E-85 as a piston aviation fuel, thoughts...

Cujet, what is your take on using rotary engines in aircraft?

A good number of people have tried. It does not seem to work out all that well. The claims that a wankel engine can run on just about any fuel are very interesting. I've never seen that pulled off. Most of the time, they are conventional or turbocharged Mazda conversions that use high octane fuel, fly for a short time and are never seen again. This one is a great example.

 
I've come across a few claims that fuel consumption goes down as load goes up--part throttle they are not so good, whereas piston engines do well--but that they flip relative performance as throttle opens up. Dunno. Certainly is the engine that just won't quite die and go away.
 
Cujet, what is your take
As for E85, dunno. Water and corrosion would have to be overcome. Seal the fuel system off when not in use? I wonder if somehow you could pressurize unused takes with something dry, either clean dry air or nitrogen (probably want to seal the tank off fully).
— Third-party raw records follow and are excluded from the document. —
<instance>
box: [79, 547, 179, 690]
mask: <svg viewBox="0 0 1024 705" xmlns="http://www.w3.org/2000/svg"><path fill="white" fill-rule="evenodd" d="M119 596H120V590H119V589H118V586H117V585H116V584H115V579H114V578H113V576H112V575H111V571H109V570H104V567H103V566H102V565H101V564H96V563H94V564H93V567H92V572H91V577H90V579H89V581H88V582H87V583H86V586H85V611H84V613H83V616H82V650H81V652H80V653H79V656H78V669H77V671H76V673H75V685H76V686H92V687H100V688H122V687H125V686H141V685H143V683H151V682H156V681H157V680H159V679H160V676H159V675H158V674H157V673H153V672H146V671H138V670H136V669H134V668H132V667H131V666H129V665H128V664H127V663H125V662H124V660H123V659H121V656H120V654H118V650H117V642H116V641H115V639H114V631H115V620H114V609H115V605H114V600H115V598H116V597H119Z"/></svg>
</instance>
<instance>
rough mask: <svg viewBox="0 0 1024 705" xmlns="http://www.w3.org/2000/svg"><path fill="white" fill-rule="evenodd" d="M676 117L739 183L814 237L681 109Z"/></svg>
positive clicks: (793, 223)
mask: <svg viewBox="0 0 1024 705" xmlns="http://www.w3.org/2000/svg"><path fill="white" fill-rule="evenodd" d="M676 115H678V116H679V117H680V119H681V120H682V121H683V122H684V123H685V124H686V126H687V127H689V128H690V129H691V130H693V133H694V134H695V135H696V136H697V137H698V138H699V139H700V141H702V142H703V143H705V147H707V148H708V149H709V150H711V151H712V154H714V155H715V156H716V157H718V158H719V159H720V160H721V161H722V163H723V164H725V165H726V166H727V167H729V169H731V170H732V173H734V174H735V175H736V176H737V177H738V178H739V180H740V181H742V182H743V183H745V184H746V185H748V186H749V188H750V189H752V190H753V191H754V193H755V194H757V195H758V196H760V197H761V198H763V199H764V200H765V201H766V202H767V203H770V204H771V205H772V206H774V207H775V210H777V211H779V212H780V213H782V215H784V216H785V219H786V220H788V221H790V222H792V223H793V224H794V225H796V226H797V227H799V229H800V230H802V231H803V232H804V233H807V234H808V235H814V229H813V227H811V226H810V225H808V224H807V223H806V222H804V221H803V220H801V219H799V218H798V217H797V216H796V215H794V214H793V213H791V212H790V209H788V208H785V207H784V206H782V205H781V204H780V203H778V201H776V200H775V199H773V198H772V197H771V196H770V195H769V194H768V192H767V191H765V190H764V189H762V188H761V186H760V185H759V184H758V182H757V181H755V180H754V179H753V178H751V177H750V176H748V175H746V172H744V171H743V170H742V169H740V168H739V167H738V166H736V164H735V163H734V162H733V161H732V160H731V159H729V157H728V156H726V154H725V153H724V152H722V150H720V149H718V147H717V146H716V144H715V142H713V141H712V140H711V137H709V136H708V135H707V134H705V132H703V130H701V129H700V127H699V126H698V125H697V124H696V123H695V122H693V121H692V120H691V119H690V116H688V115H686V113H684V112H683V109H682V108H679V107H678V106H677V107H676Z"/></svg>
Or we could just do what Brazil did and design the engines to use hydrous ethanol then your point is moot but you would also need either glow plugs or a aux tank of 100ll / ether for cold starts.


The trouble with aircraft is there are very strong long standing legal aspects that force standardized platforms and fuel certifications.

The we can’t do it because we never did it aspect is very strong, you have many very old planes and it would take a long time before you had significant mass for the fuel to become common enough to carry.

Add into this the guy that invented the fuel nozzles to prevent lazy operators from miss fueling their plane with jet fuel died from a lazy operator force filling him with jet fuel. This would be another failure point like that

Lots of semantics to overcome, sort of like the affordable 6 passenger 42mpg diesel plane only a few people have 15 years on.